Hydatius, an Iberian bishop of the 5th century, wrote in marginalia of an "apocryphal book that is claimed to be by the apostle Thomas" that said the Second Coming of Jesus would be nine jubilees of fifty years after Jesus's ascension - that is, very close to Hydatius's own time. This might have been an entirely different text, as surviving manuscripts of the Apocalypse of Thomas written in later centuries contain no such prediction.

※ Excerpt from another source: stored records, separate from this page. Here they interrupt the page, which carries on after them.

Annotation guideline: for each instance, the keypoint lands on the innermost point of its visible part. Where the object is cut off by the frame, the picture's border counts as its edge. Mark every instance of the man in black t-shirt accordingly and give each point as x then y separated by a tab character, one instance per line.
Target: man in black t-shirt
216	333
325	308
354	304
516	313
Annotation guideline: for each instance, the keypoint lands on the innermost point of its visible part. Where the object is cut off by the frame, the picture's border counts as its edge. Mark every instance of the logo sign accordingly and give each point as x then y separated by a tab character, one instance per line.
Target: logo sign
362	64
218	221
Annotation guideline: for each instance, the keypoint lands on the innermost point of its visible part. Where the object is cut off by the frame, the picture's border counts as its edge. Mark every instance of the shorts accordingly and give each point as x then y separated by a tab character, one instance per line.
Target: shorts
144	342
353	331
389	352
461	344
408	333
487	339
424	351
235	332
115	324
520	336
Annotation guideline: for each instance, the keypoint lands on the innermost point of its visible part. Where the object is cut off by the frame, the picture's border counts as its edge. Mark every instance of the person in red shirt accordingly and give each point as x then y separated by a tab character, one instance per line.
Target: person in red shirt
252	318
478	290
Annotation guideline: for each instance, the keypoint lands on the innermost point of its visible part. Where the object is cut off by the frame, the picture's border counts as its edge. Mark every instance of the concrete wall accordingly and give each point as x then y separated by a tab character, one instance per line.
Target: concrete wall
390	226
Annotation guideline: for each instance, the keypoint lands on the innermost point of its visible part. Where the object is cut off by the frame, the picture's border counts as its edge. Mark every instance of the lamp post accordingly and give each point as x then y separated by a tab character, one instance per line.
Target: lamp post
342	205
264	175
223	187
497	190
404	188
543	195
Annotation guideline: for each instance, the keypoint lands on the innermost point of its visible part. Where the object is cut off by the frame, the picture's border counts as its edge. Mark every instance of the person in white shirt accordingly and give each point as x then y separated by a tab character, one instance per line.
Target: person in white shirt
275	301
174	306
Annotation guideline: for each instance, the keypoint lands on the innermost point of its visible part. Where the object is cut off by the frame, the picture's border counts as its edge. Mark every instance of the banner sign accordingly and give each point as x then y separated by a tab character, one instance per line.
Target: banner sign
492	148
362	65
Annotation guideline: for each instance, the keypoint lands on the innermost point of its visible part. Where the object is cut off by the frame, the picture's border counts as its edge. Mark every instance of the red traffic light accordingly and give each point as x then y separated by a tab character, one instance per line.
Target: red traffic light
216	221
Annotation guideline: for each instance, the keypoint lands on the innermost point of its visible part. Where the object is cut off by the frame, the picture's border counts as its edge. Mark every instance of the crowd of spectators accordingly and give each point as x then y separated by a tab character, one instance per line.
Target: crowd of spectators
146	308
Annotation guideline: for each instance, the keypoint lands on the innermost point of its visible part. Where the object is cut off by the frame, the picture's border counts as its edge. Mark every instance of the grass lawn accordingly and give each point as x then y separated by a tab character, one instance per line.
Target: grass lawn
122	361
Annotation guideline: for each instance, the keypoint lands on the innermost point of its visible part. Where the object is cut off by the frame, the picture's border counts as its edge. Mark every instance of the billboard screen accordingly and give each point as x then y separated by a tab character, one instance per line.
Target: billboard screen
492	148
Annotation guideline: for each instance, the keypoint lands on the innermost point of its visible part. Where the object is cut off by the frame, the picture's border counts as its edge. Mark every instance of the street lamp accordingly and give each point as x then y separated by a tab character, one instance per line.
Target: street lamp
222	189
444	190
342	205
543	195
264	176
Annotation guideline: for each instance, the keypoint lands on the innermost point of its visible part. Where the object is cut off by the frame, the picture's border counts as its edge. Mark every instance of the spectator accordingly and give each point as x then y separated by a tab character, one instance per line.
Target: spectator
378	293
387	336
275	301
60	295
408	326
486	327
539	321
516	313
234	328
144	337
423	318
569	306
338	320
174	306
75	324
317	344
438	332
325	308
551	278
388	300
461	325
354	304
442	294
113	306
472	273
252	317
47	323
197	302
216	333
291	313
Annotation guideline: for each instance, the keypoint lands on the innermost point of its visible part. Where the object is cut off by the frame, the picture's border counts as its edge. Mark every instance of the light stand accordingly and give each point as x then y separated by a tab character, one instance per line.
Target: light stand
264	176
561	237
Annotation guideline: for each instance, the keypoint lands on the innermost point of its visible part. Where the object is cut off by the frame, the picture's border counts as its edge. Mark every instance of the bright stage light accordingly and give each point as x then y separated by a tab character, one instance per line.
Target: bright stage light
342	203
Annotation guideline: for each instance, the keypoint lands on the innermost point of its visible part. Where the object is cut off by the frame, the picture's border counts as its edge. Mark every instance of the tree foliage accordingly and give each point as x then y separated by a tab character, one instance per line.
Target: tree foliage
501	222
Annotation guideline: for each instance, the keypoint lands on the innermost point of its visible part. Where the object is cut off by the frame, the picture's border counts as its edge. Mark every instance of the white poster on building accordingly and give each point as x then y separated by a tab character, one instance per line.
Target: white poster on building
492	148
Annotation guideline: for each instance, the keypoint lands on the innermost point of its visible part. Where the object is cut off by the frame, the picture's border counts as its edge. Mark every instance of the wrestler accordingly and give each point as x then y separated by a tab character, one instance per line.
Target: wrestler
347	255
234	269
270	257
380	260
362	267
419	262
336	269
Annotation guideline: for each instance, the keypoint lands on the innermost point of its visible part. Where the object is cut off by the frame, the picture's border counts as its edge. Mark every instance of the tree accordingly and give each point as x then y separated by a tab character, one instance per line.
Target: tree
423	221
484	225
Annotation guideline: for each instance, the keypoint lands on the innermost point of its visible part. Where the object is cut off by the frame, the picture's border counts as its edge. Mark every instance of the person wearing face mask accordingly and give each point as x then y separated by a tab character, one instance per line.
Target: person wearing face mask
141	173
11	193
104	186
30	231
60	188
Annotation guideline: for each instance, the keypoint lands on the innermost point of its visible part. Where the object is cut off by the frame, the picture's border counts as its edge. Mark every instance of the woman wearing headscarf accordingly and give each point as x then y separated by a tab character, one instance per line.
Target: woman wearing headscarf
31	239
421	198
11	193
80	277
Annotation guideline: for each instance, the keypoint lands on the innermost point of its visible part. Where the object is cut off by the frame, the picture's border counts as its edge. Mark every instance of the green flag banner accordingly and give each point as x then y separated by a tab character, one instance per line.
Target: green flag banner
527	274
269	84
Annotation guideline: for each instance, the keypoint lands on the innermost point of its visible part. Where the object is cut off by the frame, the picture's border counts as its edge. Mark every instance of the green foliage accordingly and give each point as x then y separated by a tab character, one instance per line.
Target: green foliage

Still, structural similarities in Hydatius's description of a revelation of Thomas concerning the end times suggests it is possible he was referring to the same work, if an earlier version that has since been lost.

==Content==

When the hour of the end draws near, there will be great signs in heaven for seven days, and the powers of heaven will be moved.
— Apocalypse of Thomas, short version, verse 4

The apocalypse is attributed to merely "Thomas", without clarifying which one. Thomas the Apostle is one possibility, as is one of Mani's three closest disciples, who was named Thomas. The work is not very long, with only 13 paragraphs in the short version, and 28 paragraphs in the longer version. The longer version opens with a preamble describing the signs of the end times, the coming of evil kings, and the arrival of the Antichrist. In both the longer and shorter versions, Thomas then relates a vision by God describing the end of the world over a period of seven days, and what will happen on each. There is a rain of blood; heaven's gates open; a great earthquake occurs; celestial bodies cease their work; and so on. On the eighth day, the elect are delivered up unto God, whereupon they rejoice over the destruction of the sinful mortal realm.

The depiction of Christ's arrival on Earth echoes Psalm 104 1-6.

==Related works==
Aurelio de Santos Otero writes that the author appears to be familiar with, or at least was influenced by, various other apocalyptic literature other than the Apocalypse of John, including the Assumption of Moses, the Ascension of Isaiah, and the Sibylline Oracles. Charles Wright also argues that the long version loosely quotes 6 Ezra 15:14.

==Influence==
The Apocalypse of Thomas was widespread in Northwestern Europe, with manuscripts dating between the eighth and the eleventh century. Despite the condemnation in the Gelasian Decree, this did not seem to curtail its popularity: the Apocalypse was most likely accepted as canonical "in certain parts of Western Christendom in the ninth and tenth centuries". A number of medieval homilies reference the Apocalypse of Thomas or its content. These medieval adaptations generally focused on the most dramatic and terrifying parts, such as the foretold mass destruction. Mary Jett suggests that the medieval interest may not entirely match the original use of the work in the times of the Roman Empire; she notes that some older manuscripts include a full eighth day of the end times which is more triumphant, where an Angel of Peace liberates the elect, and the depiction of this happy eighth day can be as long as the other seven days put together.

The interpolated version of the Apocalypse is notable for having inspired the Fifteen Signs before Doomsday, a list of fifteen signs given over fifteen days announcing Judgment Day, a visionary list which spread all over Europe and remained popular possibly into Shakespeare's day.

Charles Wright speculates that the Anglo-Saxon version of the Apocalypse of Thomas found in the Vercelli Book may have included redactions by the compiler and/or translator hostile to the English Benedictine Reform of the late 10th century when the book was written. This version seems hostile to some sort of new priestly establishment, and ties the alleged corruption of these "young kings, young popes, young bishops and young ealdormense" to the approaching doomsday.